In past decades, liberals and lefties did this sort of thing quite often, as you might recall reading Nixonland. This week, we rushed to take the bait again, displaying our high-minded ways.

Earth to liberals: In that Spears/Hilton ad, McCain is calling Obama a lightweight. It’s what Walter Mondale did to Gary Hart when he mockingly asked, “Where’s the beef?” It’s what experienced candidates do when confronting inexperienced challengers. Unfortunately, we reacted in lightweight ways—by yelling race and seeking relief—and the numbers began to move. It’s how our side has lost elections at various times in the past.

"McCain is calling Obama a lightweight." Hold onto that thought, boys and girls, we'll come back to it.

PolC offers some examples of what Digby called dog whistles. Rather than arguing the racist content of the specific examples, I want to exmine the mode of political rhetoric being used.
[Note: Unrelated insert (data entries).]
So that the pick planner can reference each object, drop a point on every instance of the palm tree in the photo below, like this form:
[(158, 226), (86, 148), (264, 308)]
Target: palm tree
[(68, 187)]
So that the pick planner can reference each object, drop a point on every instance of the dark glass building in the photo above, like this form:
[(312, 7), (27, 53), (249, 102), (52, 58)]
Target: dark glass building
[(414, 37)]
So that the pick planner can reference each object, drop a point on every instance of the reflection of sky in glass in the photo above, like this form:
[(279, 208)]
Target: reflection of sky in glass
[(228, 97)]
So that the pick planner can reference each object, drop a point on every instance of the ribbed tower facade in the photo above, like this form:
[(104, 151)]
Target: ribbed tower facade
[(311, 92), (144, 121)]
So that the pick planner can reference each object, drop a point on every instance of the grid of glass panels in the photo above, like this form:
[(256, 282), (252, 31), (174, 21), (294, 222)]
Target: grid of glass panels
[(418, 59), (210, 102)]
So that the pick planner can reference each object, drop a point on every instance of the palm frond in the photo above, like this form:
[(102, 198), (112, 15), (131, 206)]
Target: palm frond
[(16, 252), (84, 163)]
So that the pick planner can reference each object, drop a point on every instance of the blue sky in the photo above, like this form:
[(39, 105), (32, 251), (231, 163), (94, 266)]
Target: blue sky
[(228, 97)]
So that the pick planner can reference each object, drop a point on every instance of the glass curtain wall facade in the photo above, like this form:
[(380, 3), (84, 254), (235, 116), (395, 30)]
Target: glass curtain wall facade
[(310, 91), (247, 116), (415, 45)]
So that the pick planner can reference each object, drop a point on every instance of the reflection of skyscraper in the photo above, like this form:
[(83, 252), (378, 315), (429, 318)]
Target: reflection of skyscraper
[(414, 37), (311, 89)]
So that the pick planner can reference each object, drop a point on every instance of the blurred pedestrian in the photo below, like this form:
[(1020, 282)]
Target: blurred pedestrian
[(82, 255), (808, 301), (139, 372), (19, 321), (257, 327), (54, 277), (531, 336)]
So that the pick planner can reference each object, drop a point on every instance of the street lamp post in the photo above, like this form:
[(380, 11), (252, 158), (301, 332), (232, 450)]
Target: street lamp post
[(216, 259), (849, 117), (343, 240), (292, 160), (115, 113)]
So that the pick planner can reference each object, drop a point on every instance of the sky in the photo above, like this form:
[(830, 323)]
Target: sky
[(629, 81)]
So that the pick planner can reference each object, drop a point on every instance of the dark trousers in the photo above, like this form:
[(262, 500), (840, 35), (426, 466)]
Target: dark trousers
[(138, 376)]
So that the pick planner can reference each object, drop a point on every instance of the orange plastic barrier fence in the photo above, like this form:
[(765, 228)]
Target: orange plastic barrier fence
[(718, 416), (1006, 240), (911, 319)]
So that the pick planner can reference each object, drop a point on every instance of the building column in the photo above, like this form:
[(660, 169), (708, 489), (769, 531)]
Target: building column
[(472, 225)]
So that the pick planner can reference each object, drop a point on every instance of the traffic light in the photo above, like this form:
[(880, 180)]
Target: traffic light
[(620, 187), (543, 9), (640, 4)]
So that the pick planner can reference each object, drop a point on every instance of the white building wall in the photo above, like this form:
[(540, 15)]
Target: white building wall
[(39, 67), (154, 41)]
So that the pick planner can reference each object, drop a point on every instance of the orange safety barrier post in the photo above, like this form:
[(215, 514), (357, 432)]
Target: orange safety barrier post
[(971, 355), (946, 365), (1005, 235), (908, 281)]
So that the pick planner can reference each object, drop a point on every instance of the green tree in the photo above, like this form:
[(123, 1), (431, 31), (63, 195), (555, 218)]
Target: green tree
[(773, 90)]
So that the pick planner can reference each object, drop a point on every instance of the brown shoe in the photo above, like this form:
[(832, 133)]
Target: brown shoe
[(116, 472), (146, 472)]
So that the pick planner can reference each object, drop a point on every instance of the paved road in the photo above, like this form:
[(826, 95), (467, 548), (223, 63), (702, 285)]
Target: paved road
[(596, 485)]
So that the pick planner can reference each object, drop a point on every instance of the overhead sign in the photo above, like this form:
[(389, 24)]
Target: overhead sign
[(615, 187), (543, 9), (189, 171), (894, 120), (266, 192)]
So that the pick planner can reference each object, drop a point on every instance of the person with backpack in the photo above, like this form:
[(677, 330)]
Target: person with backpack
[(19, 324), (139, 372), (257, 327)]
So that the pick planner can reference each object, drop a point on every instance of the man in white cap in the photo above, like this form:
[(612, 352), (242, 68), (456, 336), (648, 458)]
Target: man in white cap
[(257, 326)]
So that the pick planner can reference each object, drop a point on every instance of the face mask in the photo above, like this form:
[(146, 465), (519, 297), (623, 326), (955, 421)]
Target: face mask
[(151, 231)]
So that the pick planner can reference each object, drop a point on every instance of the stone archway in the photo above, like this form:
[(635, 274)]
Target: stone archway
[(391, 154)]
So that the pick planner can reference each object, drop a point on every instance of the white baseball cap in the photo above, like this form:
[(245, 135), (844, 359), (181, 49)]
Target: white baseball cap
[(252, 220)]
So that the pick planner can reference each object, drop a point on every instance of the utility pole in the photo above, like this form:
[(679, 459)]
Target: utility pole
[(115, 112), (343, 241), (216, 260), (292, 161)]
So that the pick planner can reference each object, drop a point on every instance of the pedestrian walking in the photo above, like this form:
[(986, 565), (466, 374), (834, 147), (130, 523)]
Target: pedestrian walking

The examples are Reagan talking about "welfare queens," Reagan kicking off his campaign in Philedelphia MS with a speech about state's rights, Bush I's Willie Horton ad, Jesse Helm's "Hands" ad against Harvey Gantt, and Bob Corker's "Call Me" ad against Harold Ford. PolC Also tossed in the black daughter rumor about John McCain in 2000 and has discussed Bush II's mention of Dred Scott in the 2004 debates.

The first thing that strikes me about this collection of political arguments is that they very neatly fall into two categories - black/white sex and public policy. The Willie Horton ad, the rumor about McCain, and the "Call Me" ad have virtually no sub-text. It's all about rousing white voters' fears of attack. They have all the subtlety of a sledgehammer and are aimed at riling up voters and increasing turn out. They are about what the other guy will do to you or will fail to do for you.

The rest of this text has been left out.